2.3 A VOZ DO CORPO E O CORPO DA VOZ NO TEATRO DE RUA

Em meio as suas reflexões sobre a expressão corporal e a conduta vocal dos atores com quem trabalhou, Grotowski (2007, p. 143) faz a seguinte observação: “Os atores têm problemas e as pessoas comuns não têm. Os camponeses cantam também quando está frio ou quando chove, em campo aberto, até mesmo quando é fácil forçar a voz, cantam e não têm problemas”. Também faço essa observação quando correlaciono o trabalho dos atores que atuam no teatro de rua, com o comportamento vocal dos jongueiros, que cantam, tocam e dançam por várias horas sem apresentar qualquer indicio de fadiga vocal.

Em meio à investigação do trabalho dos atores que atuam no teatro de rua, essa questão tem se apresentado como uma indagação sobre a qual tenho suspeitas, mas não possuo, ainda, uma resposta satisfatória que possa ser apresentada. Por isso, continuo buscando respostas e olhando com admiração para os dançadores e para os cantores que, em diferentes práticas populares regionais, dançam e cantam por horas e horas sem apresentar fadiga, rouquidão ou afonia.
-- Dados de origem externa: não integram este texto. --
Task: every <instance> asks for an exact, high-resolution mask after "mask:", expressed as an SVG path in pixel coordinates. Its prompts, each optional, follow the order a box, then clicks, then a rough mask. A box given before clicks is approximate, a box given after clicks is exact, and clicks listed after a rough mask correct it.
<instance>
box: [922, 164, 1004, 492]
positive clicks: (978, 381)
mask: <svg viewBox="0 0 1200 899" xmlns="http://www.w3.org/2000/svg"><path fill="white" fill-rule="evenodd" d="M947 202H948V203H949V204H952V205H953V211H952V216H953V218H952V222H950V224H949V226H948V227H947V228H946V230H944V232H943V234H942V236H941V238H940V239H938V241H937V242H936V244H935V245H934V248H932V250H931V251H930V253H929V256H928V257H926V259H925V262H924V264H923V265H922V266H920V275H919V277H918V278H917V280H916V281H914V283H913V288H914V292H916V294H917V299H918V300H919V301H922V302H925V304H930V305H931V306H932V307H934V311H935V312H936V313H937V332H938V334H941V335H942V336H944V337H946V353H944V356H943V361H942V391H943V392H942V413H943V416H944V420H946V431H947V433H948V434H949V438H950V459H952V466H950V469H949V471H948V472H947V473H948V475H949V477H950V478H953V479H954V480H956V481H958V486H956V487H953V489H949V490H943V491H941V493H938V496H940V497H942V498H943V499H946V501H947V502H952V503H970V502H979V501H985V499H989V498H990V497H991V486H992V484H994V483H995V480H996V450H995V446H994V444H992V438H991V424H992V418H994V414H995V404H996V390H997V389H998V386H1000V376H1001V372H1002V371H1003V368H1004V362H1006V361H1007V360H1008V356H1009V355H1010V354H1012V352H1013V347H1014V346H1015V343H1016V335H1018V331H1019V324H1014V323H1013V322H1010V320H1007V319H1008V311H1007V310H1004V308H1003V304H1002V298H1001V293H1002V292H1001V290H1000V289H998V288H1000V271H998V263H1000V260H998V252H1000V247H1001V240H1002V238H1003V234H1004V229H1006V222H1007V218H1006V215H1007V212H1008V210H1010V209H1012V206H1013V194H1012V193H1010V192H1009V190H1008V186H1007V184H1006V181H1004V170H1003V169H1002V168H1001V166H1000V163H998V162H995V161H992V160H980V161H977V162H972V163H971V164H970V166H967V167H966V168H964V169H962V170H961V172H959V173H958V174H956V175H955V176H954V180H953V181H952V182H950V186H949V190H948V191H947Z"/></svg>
Esses dançadores e cantores populares apresentam qualidades corporais que, a meu ver, podem servir como valiosas referências para o trabalho dos atores que atuam no teatro de rua.

Norteado por essa perspectiva, assinalo que, ainda que os caminhos para o treinamento dos corpos dos atores sejam diferentes para a gestualidade e para a voz, as práticas de diferentes danças populares regionais podem auxiliar na promoção de uma equipolência entre a voz e a

gestualidade na atuação no teatro de rua. Colaborando com essa constatação Fortuna (2000, p. 127) diz: “Gestual, corpo e oralidade andam de mãos dadas, numa práxis única, tecendo juntos uma sinfonia sonora carregada de intenções que se desenvolvem entre os personagens, entre os atores, dos atores para os personagens, dos personagens para os atores”.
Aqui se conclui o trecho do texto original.